🤖 AI Summary
This work addresses the limited generalization of encoder-only models (e.g., BERT, ModernBERT) on generative classification tasks, aiming to match decoder-based large language models (LLMs) without task-specific classification heads. Methodologically, it pioneers systematic reuse of the standard masked language modeling (MLM) head—combined with lightweight instruction tuning—to perform zero-shot and fine-tuned generative classification directly via the [MASK] token. Key contributions are threefold: (1) first theoretical and empirical validation that the MLM head can effectively substitute conventional classification heads; (2) identification of modern, diverse pretraining data as a critical prerequisite for unlocking this capability; and (3) demonstration that ModernBERT-Large-Instruct achieves 93% of Llama3-1B’s MMLU score with 60% fewer parameters, surpassing same-scale LLMs in zero-shot accuracy and outperforming traditional classification-head paradigms after fine-tuning.
📝 Abstract
While encoder-only models such as BERT and ModernBERT are ubiquitous in real-world NLP applications, their conventional reliance on task-specific classification heads can limit their applicability compared to decoder-based large language models (LLMs). In this work, we introduce ModernBERT-Large-Instruct, a 0.4B-parameter encoder model that leverages its masked language modelling (MLM) head for generative classification. Our approach employs an intentionally simple training loop and inference mechanism that requires no heavy pre-processing, heavily engineered prompting, or architectural modifications. ModernBERT-Large-Instruct exhibits strong zero-shot performance on both classification and knowledge-based tasks, outperforming similarly sized LLMs on MMLU and achieving 93% of Llama3-1B's MMLU performance with 60% less parameters.
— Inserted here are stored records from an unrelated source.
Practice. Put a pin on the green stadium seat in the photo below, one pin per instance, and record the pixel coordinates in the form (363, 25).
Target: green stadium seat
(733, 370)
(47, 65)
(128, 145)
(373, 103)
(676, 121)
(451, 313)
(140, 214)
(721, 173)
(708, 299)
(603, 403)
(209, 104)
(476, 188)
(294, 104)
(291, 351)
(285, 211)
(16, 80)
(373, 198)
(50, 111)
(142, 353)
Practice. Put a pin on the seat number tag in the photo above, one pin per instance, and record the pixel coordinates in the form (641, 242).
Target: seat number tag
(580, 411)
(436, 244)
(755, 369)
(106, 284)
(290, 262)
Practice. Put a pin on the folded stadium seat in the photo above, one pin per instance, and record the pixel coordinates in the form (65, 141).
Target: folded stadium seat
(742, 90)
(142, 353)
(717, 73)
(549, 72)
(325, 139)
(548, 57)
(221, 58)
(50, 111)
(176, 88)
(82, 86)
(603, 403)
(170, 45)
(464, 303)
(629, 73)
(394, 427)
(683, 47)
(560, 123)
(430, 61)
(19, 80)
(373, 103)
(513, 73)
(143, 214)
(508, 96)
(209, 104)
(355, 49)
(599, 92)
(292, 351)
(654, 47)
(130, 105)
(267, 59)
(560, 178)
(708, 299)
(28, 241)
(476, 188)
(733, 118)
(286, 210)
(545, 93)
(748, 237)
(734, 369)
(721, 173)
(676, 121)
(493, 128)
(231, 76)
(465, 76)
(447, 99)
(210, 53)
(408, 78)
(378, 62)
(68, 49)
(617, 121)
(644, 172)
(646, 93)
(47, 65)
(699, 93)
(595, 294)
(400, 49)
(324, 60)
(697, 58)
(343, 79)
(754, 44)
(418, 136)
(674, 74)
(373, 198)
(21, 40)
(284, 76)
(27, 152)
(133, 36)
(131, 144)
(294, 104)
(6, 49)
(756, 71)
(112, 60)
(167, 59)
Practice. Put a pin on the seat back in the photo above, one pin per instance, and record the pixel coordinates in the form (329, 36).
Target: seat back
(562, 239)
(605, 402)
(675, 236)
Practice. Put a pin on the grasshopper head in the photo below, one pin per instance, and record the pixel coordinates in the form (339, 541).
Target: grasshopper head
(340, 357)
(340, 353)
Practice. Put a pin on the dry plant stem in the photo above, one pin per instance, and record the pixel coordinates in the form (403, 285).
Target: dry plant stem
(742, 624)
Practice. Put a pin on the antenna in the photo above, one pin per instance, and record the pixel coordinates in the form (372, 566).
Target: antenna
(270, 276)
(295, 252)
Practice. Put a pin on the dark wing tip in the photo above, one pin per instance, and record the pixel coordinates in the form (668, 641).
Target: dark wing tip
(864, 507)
We also demonstrate that, when fine-tuned, the generative approach using the MLM head matches or even surpasses traditional classification-head methods across diverse NLU tasks.This capability emerges specifically in models trained on contemporary, diverse data mixes, with models trained on lower volume, less-diverse data yielding considerably weaker performance. Although preliminary, these results demonstrate the potential of using the original generative masked language modelling head over traditional task-specific heads for downstream tasks. Our work suggests that further exploration into this area is warranted, highlighting many avenues for future improvements.